De-identified data sharing is essential for enabling and promoting genomic research in a way that will maximize the benefits to public health and society (Knoppers et al. 2011). One area in which issues of equity are of particular importance is data sharing. The sharing of genomic data across the international scientific community is an essential requirement for success in understanding of diseases affecting diverse populations. The challenge is to create a level playing field between data producers and data users that respects the legitimate interests of researchers who have generated samples and data (Parker and Kwiatkowski 2016). For the sustainability of genomic research, it is imperative that the research participants and frontline research workers should have good grounds for placing their trust in the people and institutions conducting genomic research. A recent study on attitudes to data sharing in low-resourced settings identified a great deal of public support for sharing of data but also identified trust, minimizing of harm, fairness, and reciprocity as key requirements for continued support (Parker and Kwiatkowski 2016). Mulder and colleagues from both the Sickle Cell Disease (SCD) community and H3ABioNet report on their recent SCD Ontology workshop that produced the first comprehensive SCD ontology, in “Proceedings of a sickle cell disease ontology workshop—towards the first comprehensive ontology for sickle cell disease.” The ontology permits improved data sharing, meta-analyses, and further development and curation of databases and clinical informatics. Such initiatives can serve as a model for other disease communities as well (Mulder et al. 2016).

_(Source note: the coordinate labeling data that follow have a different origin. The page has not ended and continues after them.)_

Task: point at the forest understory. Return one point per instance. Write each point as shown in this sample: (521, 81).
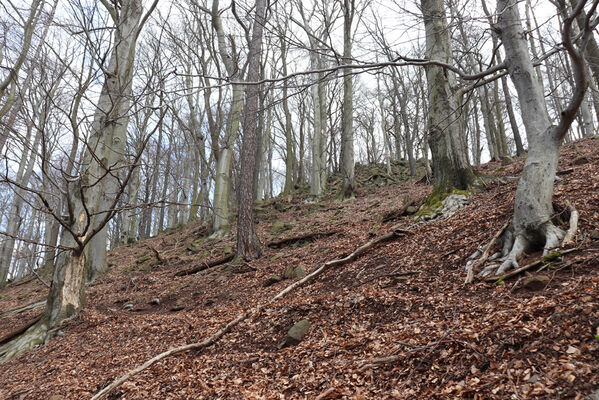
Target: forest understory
(397, 322)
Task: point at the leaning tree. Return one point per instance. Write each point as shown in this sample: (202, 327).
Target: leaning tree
(533, 209)
(89, 209)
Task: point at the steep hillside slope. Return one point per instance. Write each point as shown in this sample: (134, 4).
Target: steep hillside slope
(397, 322)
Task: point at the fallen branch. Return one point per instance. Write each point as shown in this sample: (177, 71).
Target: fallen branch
(249, 314)
(533, 264)
(394, 214)
(306, 236)
(157, 255)
(485, 255)
(206, 265)
(569, 238)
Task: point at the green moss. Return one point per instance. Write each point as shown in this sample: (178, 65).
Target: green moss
(279, 227)
(193, 247)
(143, 259)
(551, 256)
(434, 202)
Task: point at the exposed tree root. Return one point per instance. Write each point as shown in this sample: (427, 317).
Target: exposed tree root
(514, 246)
(252, 313)
(571, 233)
(275, 244)
(533, 264)
(206, 265)
(470, 268)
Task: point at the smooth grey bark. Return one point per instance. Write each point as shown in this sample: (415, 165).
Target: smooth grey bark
(248, 245)
(221, 225)
(289, 146)
(347, 123)
(533, 209)
(24, 173)
(67, 293)
(109, 131)
(451, 168)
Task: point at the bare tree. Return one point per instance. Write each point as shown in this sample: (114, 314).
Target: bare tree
(533, 208)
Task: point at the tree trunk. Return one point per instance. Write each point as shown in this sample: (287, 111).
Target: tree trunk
(450, 165)
(289, 146)
(347, 131)
(248, 246)
(109, 131)
(533, 210)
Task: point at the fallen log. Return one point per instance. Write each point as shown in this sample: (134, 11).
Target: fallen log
(206, 265)
(275, 244)
(533, 264)
(395, 214)
(397, 232)
(485, 255)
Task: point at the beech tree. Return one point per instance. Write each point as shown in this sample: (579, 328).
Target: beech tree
(451, 168)
(91, 200)
(248, 246)
(533, 209)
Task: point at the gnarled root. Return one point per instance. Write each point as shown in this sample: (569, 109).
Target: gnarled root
(514, 247)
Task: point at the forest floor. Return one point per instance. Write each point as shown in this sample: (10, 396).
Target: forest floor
(398, 322)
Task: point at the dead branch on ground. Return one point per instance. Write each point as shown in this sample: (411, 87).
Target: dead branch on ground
(485, 255)
(305, 236)
(206, 265)
(397, 232)
(533, 264)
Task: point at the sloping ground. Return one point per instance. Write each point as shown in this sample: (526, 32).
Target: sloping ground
(395, 323)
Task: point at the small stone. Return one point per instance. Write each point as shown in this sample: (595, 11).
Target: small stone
(536, 282)
(292, 272)
(411, 210)
(297, 332)
(580, 160)
(272, 280)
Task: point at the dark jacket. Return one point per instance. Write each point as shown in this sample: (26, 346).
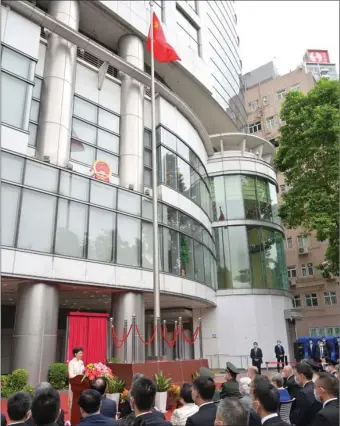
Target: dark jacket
(230, 389)
(205, 416)
(97, 419)
(306, 406)
(108, 408)
(279, 352)
(328, 416)
(258, 355)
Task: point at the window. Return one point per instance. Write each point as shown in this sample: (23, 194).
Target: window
(291, 271)
(270, 122)
(255, 127)
(253, 105)
(281, 94)
(147, 158)
(296, 88)
(17, 80)
(330, 298)
(187, 31)
(311, 300)
(297, 302)
(95, 135)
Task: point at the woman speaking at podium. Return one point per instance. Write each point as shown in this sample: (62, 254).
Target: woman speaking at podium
(75, 368)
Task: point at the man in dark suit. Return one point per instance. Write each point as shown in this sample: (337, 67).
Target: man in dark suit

Re-evaluation of the patchy literature regarding disease variants depends on continued data sharing and standardization of reporting. As more and more variant annotations are shared and updated, clinical systems would be able to make this information available in near real time to physicians and genetic testing laboratories so that issues relating to misclassification of variants are minimized (Manrai et al. 2016). Additionally, strategies are required to effectively tackle the gap in access to new knowledge. Creating central academic libraries that have access to non-open access journals, establishing agreements between the universities and research centers in developing countries, and scientific publishers to grant access to scientific articles for free would help to fill this gap (Parker and Kwiatkowski 2016).

Increase capacity of ethics review committees to review and monitor genomic research

There is also the need for development of a greater understanding of genomics among members of research ethics or scientific review committees for whom genomics may be a relatively new concept, and who raise concerns because of lack of familiarity (Parker and Kwiatkowski 2016). Ethics committees should address the return of research findings to participants/patients, for example, by introducing a policy on returning summary or aggregated research results to participants at the end of the study (Carrieri et al. 2016). In addition, the democratic and pluralistic debate on ethical and scientific application of genetics/genomics in healthcare, involving all stakeholders such as parent-patient organizations, health professionals, social movements, ethicists, policy makers, and industry should be encouraged.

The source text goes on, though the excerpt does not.